Most groups start with an informal time for welcoming people and having a cup of tea or coffee. The formal part of the meeting then begins with the facilitator speaking and perhaps reading a piece of poetry or a short story, after which time we introduce ourselves in turn and share our thoughts and feelings. At this time you may share as much or as little as you need. General discussion then follows and groups usually end with another cuppa for those members who wish to stay.

Can I bring a friend with me?
If you need a friend to drive you to the group, or you need their reassurance, they are welcome to attend. It is important for us to be able to share freely within our group and be sure confidences will be respected. Your friend would need to accept this confidentiality

My partner says they won't come with me. Can I come alone?
Yes. We all grieve differently and they may not be ready to take part just yet...or ever. And, likewise, many parents attend meetings without their partners.

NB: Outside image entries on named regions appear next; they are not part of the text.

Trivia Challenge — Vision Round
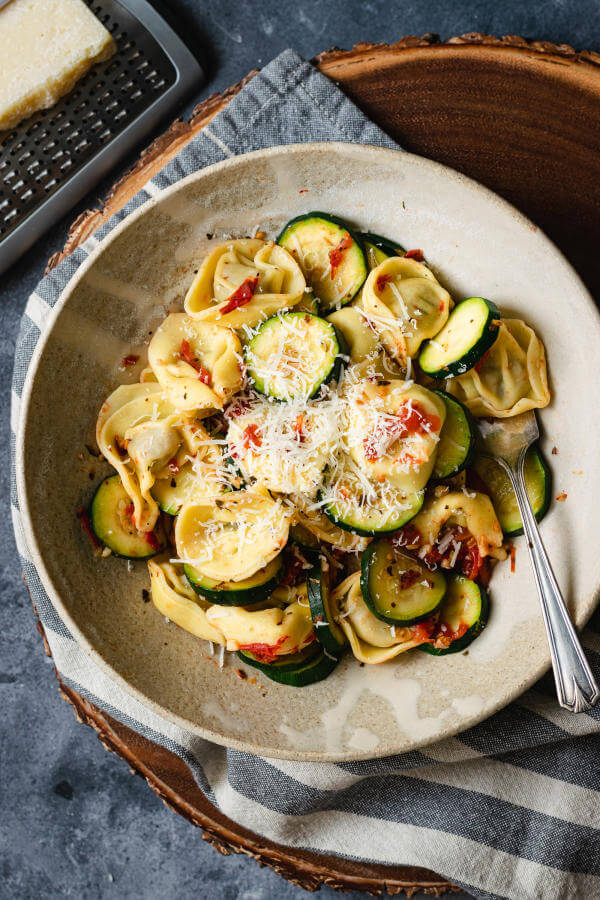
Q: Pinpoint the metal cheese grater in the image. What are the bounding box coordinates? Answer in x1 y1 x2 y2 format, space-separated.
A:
0 0 202 274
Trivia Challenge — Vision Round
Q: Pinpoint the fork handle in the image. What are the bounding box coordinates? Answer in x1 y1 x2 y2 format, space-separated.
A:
498 448 600 712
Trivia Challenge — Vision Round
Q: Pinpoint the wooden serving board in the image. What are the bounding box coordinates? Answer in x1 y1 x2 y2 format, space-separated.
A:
38 34 600 896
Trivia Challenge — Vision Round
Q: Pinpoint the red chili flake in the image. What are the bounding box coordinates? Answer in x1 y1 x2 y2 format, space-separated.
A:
198 366 210 385
473 347 492 372
77 506 102 550
363 403 441 462
292 413 306 444
240 634 289 663
329 232 354 278
221 276 258 316
179 339 210 384
223 399 252 421
456 536 481 581
113 434 129 456
409 619 436 644
144 531 162 552
466 469 492 498
400 569 421 591
242 422 262 450
431 622 469 650
477 556 496 588
375 274 392 292
392 523 421 550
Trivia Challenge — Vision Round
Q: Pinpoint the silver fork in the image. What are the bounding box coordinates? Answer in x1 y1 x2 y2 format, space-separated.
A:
477 412 600 712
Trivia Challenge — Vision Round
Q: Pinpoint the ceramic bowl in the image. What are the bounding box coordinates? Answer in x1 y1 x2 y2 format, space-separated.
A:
18 143 600 761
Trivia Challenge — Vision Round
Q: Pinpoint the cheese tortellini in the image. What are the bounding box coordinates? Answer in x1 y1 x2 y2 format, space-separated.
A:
175 491 290 582
361 256 451 362
185 238 306 328
91 213 550 686
348 380 446 492
332 572 421 665
448 319 550 419
96 382 178 532
409 491 506 559
148 313 242 411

Religion doesn't matter to me anymore. Can people at a meeting accept that?
We think you will find TCF members are very tolerant of any views.
After the death of a child, many priorities, as well as values, change.

I notice the meeting is in a church. Do I have to belong to a church to attend?
TCF has no religious affiliation. Meetings are held in a wide variety of locations depending upon what is available in our communities.

I have baby-sitting problems. Would it be all right to bring my child with me?
While we understand the difficulties of finding child care, we must ask that out of respect for the needs of others, you do not bring children to meetings. We do have a siblings group at our head office in Canterbury for brothers and sisters 16 years and older. The exception to this is the Bereaved by Suicide group which is open to both bereaved parents and older bereaved siblings. At this time we do not provide any services for younger siblings but we can refer you to other agencies where these services are available.

Do I need to speak to someone before I come to a meeting?
No. Just come whenever you feel up to it. Group facilitator's phone numbers are listed in our magazine for contact prior to meetings if you wish.

My child died several years ago, and I postponed my grief work.
Now it's catching up with me. Is it too late to come now?

We all grieve differently. Many parents don't feel the need of a support group until years after the death of a child. It's all right to come whenever you are ready, whether it's soon after your child's death, months later or years later.